Minotaurs
Sicilian Minotaurs
Bronze Coins
c. 2nd Century B.C. ~ Sicily

This image was adapted from heritage/images on bronze coins found in an excavation near Palermo.

The myth of the Minotaur, a half-bull, half-man monster, originated in ancient Greece. It was an allegorical way of referring to a long-standing conflict between the island of Crete, an important trading competitor, and mainland Greece.

The Cretan Royal Court supported the cult of the bull. Insulting rumors that a bull had fathered a child on the Queen of Crete (producing the first Minotaur) were common on the mainland. This Minotaur was allegedly confined to a labrynth beneath the royal palace and fed an annual tribute of Athenian youths and maidens. This image of monstrous power so impressed the Greeks that it became a common motif in Greek artwork

The Greeks, who first colonized Sicily in 735 B.C., brought the motif with them to Sicily in the form of ceramics and metalwork.
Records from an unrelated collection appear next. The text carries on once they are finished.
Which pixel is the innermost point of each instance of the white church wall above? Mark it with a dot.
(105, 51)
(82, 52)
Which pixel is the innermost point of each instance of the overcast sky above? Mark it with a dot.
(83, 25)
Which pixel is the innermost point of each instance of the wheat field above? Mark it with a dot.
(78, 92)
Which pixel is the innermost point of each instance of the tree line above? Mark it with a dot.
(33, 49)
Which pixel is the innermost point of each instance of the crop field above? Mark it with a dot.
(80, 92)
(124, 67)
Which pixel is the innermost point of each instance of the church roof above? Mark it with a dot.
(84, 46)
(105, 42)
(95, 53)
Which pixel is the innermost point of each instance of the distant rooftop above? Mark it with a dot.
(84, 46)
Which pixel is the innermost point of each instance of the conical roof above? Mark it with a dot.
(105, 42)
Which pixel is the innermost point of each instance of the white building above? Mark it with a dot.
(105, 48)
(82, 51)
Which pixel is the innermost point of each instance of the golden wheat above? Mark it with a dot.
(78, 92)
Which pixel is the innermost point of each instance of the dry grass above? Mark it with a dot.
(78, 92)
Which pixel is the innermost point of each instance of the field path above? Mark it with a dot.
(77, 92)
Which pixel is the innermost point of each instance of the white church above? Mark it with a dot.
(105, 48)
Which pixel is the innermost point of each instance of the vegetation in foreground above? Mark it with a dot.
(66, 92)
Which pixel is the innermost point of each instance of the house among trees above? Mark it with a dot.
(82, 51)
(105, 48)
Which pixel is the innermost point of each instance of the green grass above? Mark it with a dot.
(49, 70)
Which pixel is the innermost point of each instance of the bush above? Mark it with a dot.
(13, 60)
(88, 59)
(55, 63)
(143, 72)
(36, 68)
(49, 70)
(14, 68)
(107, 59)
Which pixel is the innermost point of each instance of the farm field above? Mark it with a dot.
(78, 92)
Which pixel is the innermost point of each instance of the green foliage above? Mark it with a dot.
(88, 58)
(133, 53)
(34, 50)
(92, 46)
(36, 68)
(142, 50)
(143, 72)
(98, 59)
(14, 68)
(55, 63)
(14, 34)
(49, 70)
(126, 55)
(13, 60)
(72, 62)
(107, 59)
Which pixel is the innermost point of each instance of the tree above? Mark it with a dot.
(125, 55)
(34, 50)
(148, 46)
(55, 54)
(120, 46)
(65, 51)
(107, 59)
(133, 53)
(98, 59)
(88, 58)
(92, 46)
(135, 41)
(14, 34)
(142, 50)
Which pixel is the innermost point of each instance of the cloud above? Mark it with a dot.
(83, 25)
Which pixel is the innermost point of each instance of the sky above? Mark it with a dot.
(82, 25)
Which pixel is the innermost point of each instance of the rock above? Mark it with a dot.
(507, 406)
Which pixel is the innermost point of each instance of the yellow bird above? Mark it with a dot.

The masculine form of the bull was very popular in early Sicilian and Italian culture.

Because of its unique geography and separation from continental Europe, Sicily has retained a distinctive artistic identity. Waves of colonization by Greeks and the Romans, and, later, by Muslim forces from North Africa and then Christian forces from Northern Europeans, have left their mark on Sicily, but the influences of each incursion tended to be integrated into the strong local culture rather than effacing it, creating a unique and culturally complex folk art.